Development Project Structure

  • Original ParserGen code will be separated from Vlpp.
  • AstGen:
    • AST symbols and C++ code generation.
    • Generate visitors.
    • Generate easy builder.
  • Execution:
    • Parser-generated instructions serialization.
    • Execute instructions as a SAX-like parser, with notification on ambigious node, error message generation and error recovering.
  • Compiler: depends on AstGen and Execution, taking the generated AST for ParserGen.
    • Take the AST for ParserGen and generate instructions.
    • Generate the default handler to create AST for the SAX-like parser.
    • ToString algorithm
  • ParserGen: depends on Compiler, taking the generated parser and the default handler to create AST for AST for ParserGen.
    • All code integrating together.
  • UnitTestAst:
    • Unit test of AstGen building block and pool allocation etc.
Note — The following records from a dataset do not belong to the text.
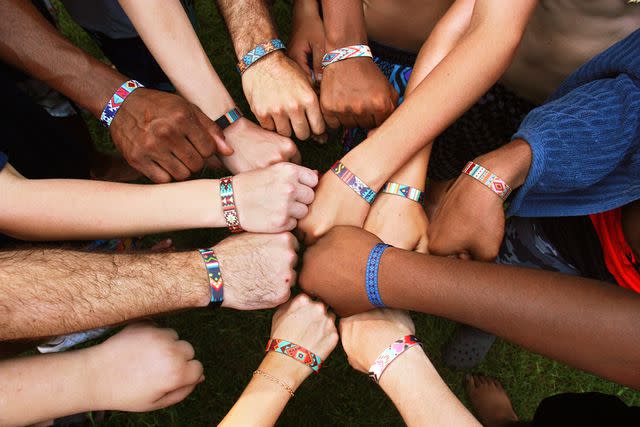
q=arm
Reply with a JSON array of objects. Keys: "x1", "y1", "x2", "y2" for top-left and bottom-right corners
[
  {"x1": 216, "y1": 0, "x2": 325, "y2": 140},
  {"x1": 0, "y1": 232, "x2": 298, "y2": 340},
  {"x1": 219, "y1": 294, "x2": 338, "y2": 426},
  {"x1": 301, "y1": 226, "x2": 640, "y2": 389},
  {"x1": 288, "y1": 0, "x2": 325, "y2": 80},
  {"x1": 0, "y1": 0, "x2": 228, "y2": 183},
  {"x1": 0, "y1": 161, "x2": 318, "y2": 240}
]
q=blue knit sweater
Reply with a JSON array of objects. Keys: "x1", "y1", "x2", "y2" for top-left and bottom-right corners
[{"x1": 507, "y1": 29, "x2": 640, "y2": 217}]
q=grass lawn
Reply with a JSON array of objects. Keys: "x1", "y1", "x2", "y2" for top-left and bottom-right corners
[{"x1": 52, "y1": 1, "x2": 640, "y2": 425}]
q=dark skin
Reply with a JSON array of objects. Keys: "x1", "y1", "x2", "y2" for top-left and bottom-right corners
[
  {"x1": 300, "y1": 226, "x2": 640, "y2": 389},
  {"x1": 0, "y1": 0, "x2": 231, "y2": 183}
]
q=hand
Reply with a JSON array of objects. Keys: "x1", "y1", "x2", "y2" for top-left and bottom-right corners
[
  {"x1": 364, "y1": 194, "x2": 429, "y2": 252},
  {"x1": 86, "y1": 322, "x2": 203, "y2": 412},
  {"x1": 234, "y1": 163, "x2": 318, "y2": 233},
  {"x1": 339, "y1": 309, "x2": 415, "y2": 373},
  {"x1": 288, "y1": 0, "x2": 325, "y2": 82},
  {"x1": 320, "y1": 58, "x2": 399, "y2": 129},
  {"x1": 222, "y1": 118, "x2": 301, "y2": 174},
  {"x1": 299, "y1": 226, "x2": 382, "y2": 316},
  {"x1": 215, "y1": 232, "x2": 298, "y2": 310},
  {"x1": 110, "y1": 88, "x2": 233, "y2": 183},
  {"x1": 242, "y1": 52, "x2": 325, "y2": 140},
  {"x1": 297, "y1": 170, "x2": 371, "y2": 245}
]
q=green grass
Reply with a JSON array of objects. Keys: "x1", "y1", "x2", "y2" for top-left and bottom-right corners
[{"x1": 51, "y1": 1, "x2": 640, "y2": 425}]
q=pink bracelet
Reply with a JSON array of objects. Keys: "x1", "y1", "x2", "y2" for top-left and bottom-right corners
[
  {"x1": 368, "y1": 335, "x2": 423, "y2": 383},
  {"x1": 462, "y1": 161, "x2": 513, "y2": 200}
]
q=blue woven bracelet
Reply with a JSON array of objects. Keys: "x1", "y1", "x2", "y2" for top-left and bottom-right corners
[
  {"x1": 365, "y1": 243, "x2": 391, "y2": 307},
  {"x1": 100, "y1": 80, "x2": 144, "y2": 128},
  {"x1": 236, "y1": 39, "x2": 286, "y2": 74}
]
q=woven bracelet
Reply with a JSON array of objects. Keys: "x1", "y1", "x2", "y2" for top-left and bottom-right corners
[
  {"x1": 237, "y1": 39, "x2": 286, "y2": 74},
  {"x1": 321, "y1": 44, "x2": 373, "y2": 68},
  {"x1": 365, "y1": 243, "x2": 391, "y2": 308},
  {"x1": 198, "y1": 248, "x2": 224, "y2": 305},
  {"x1": 381, "y1": 182, "x2": 425, "y2": 205},
  {"x1": 266, "y1": 338, "x2": 323, "y2": 374},
  {"x1": 462, "y1": 161, "x2": 512, "y2": 200},
  {"x1": 331, "y1": 161, "x2": 377, "y2": 204},
  {"x1": 220, "y1": 176, "x2": 243, "y2": 233},
  {"x1": 215, "y1": 107, "x2": 243, "y2": 130},
  {"x1": 368, "y1": 335, "x2": 423, "y2": 383},
  {"x1": 100, "y1": 80, "x2": 144, "y2": 127}
]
    • Hand-written AST for ParserGen symbols and codegen it, with all visitors and the easy builder.
  • UnitTestExecution:
    • Unit test of Execution.
    • Assert directly on SAX-like parser.
  • UnitTestCompiler:
    • Unit test of Compiler, input are all UnitTestExecution test cases rewritten using the generated easy-builder for AST for ParserGen AST.
    • Assert on the ToString-ed AST. (shared)
    • One of the test case will take the syntax of AST for ParserGen itself and serialize instructions to a cpp file, so that we create a parser in C++ to parse the input of the ParserGen.
  • UnitTestParserGen:
    • Unit test of Parsergen, input are all UnitTestExecution test cases rewritten in text format.
    • Assert on the ToString-ed AST. (shared)
    • Generate all parser in text format to C++ code
  • UnitTest:
    • Link all cpp files in all other unit test projects so that all test cases can be run in one F5.
    • Test all generated parsers in UnitTestParserGen.
    • Assert on the ToString-ed AST. (shared)
  • Since parser are written in different ways for different unit test projects, they are stored separately from unit test projects to share necessary files.